Manganese (as Manganese Citrate)
Manganese (Mn) is an essential metal that plays a crucial role in antioxidant defense mechanisms and longevity. Studies have shown that Mn-superoxide dismutase (MnSOD) gene variants are associated with increased longevity and decreased mortality in the oldest old (Soerensen et al., 2009).
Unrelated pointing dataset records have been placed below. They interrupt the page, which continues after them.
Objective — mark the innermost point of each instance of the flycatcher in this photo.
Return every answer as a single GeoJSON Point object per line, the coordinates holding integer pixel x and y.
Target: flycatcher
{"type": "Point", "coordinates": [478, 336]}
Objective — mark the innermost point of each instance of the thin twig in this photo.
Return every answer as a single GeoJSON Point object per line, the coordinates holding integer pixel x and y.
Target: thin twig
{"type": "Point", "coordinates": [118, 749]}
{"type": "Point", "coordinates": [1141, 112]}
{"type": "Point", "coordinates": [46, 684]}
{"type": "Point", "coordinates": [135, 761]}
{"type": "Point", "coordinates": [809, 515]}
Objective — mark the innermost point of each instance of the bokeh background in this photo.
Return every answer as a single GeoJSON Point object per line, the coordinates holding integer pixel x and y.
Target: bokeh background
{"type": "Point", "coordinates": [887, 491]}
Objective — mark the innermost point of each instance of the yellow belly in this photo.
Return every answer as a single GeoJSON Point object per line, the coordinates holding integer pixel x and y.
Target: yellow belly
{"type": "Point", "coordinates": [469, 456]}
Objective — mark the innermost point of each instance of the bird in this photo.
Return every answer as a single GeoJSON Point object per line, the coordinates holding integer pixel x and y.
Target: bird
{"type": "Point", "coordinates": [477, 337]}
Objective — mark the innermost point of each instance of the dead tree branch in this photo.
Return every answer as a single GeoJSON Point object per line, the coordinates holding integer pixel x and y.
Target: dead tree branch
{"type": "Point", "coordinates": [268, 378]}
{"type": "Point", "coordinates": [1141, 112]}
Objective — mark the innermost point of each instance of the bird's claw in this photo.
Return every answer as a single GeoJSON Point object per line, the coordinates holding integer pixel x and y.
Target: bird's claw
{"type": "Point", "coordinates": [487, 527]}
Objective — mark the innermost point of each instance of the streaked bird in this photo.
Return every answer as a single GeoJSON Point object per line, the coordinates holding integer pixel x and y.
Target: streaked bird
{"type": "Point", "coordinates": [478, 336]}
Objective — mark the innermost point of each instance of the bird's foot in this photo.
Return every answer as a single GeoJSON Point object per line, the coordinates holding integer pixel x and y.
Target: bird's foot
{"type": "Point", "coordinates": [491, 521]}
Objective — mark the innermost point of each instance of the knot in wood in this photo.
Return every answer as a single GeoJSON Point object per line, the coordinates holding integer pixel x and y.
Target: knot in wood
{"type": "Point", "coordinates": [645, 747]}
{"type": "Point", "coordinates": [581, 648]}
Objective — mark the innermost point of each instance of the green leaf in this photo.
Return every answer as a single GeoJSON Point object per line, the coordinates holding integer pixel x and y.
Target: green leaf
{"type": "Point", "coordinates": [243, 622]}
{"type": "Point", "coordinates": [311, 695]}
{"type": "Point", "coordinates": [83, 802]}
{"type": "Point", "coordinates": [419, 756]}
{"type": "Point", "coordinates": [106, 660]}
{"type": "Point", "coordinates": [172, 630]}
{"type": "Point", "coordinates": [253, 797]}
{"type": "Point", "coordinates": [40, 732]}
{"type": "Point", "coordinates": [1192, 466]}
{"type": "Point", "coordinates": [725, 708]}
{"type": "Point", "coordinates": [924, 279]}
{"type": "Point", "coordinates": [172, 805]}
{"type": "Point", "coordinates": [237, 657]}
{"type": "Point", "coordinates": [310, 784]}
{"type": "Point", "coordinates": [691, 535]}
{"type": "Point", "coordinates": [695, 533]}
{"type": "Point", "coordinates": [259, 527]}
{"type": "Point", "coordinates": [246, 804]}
Low-dose Mn supplementation has demonstrated protective effects against oxidative stress and neurodegeneration in animal models (Sziráki et al., 1995; Bonilla et al., 2012). In human fibroblasts, Mn supplementation increases SOD2 activity and reduces superoxide anion generation in senescent cells (Ghneim, 2016). However, excessive Mn exposure can lead to neurotoxicity and oxidative damage (Parmalee & Aschner, 2016; Michalke, 2016). The antioxidant L-cysteine has shown potential in mitigating Mn-induced oxidative stress (Liapi et al., 2008). Interestingly, MnSOD may regulate longevity not solely through its antioxidant function but also by modulating physiological redox signaling (Honda et al., 2010).